Jaelon was shocked by how quickly he developed bonds with faculty, staff, and his shipmates.
“I would have never imagined the invaluable conversations, moments of laughter and collaborative efforts pictured in the program’s marketing coming to life on a daily basis during my own experience. Each interaction was unique, genuine and thought-provoking,” Jaelon said.
Faculty members spent so much time with the students outside of the classroom.
“Every professor took on the role of being a fellow shipmate of every student in the program. Sharing their sense of humor, wisdom, career trajectory and multi-faceted personalities was an investment of time that I respected and benefited from,” Jaelon said.
As a result of being a Williams-Mystic student, Jaelon no longer envisions bodies of water as merely fundamental support for modes of transportation.
“In fact, what covers three-quarters of our planet can be more accurately characterized as a vector of culture, economy, ideology, food, and in many ways life,” Jaelon said. “As a lifelong resident of the Maryland Eastern Shore I have always thought little could rival the Chesapeake Bay. This newfound perspective has not only deepened my love for the Bay but also opened my passion up to understanding the complex intimacy humans share with marine environments.”
When the spring semester ended, Jaelon interned in Washington, D.C. for Congressmen John P. Sarbanes from Maryland’s Third Congressional District.
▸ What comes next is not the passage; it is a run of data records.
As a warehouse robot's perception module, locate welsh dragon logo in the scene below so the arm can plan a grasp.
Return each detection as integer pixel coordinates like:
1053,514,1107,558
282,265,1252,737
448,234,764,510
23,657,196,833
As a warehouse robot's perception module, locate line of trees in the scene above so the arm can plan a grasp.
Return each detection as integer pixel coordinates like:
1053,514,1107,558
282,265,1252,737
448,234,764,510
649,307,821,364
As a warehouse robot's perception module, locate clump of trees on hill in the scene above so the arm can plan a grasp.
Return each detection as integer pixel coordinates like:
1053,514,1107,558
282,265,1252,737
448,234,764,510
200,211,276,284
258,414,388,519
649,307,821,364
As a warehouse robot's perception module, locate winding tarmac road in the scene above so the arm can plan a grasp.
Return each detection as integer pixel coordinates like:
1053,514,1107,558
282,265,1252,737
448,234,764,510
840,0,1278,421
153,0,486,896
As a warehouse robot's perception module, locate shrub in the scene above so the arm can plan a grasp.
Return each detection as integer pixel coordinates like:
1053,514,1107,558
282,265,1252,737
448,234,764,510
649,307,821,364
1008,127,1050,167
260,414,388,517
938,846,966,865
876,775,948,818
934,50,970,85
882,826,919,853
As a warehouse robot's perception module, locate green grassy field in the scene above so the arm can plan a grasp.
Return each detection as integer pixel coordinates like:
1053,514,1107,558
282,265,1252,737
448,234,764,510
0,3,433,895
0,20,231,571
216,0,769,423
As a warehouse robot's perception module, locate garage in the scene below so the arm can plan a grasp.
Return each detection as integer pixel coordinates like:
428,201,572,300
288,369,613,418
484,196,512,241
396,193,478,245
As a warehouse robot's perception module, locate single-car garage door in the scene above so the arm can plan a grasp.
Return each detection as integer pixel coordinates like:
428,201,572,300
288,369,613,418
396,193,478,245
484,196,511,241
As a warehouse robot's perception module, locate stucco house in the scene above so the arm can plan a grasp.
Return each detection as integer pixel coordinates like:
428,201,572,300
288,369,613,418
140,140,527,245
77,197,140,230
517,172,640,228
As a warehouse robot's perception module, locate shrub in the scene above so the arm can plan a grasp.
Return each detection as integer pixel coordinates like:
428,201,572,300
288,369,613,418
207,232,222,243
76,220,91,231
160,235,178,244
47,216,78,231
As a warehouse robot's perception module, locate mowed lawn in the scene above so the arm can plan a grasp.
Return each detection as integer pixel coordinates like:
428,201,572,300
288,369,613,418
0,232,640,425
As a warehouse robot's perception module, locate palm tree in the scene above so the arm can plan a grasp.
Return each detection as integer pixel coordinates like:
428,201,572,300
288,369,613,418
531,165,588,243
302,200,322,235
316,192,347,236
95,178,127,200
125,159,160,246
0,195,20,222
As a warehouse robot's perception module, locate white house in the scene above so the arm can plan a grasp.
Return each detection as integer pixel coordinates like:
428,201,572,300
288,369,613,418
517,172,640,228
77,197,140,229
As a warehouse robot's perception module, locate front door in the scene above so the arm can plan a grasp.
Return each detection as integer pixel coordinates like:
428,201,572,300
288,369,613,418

His Williams-Mystic experience helped him have productive and meaningful conversations with a variety of engaged citizens and stakeholders.
When he is back on Williams’ campus this fall, he plans to continue to give back to the Williamstown community.
“Through the leadership of seven student organizations, I have been securing equitable pathways to success for historically disadvantaged demographics: the youth of color throughout the Berkshires, students of color at predominantly white institutions, and political minorities,” Jaelon said. “For example, #DIGDEEP, a young adult literacy initiative I founded three years ago, joined forces with the NAACP and Pittsfield (MA) Public School System to expose students of color to the historical intricacies of their identity and engage in discussions of importance that rest beyond the framework of a traditional public school curriculum.”
A driven public servant, Jaelon hopes to one day faithfully serve the citizens of the state of Maryland in elected office.
“Over the course of my life in the Old Line State I have been enveloped in an unparalleled membrane of history, culture, principles and, most importantly, people,” Jaelon said. “In my opinion, the only way to pay back the debt I owe is to devote my life to ensuring the utmost quality of life for Marylanders of all generations.”
Based off of advice from a past Albion House member, Jaelon has this to say to prospective Williams-Mystic students:
“Try it. Be willing to expose yourself and let go of any perceived notations. Fully immerse yourself in the program.”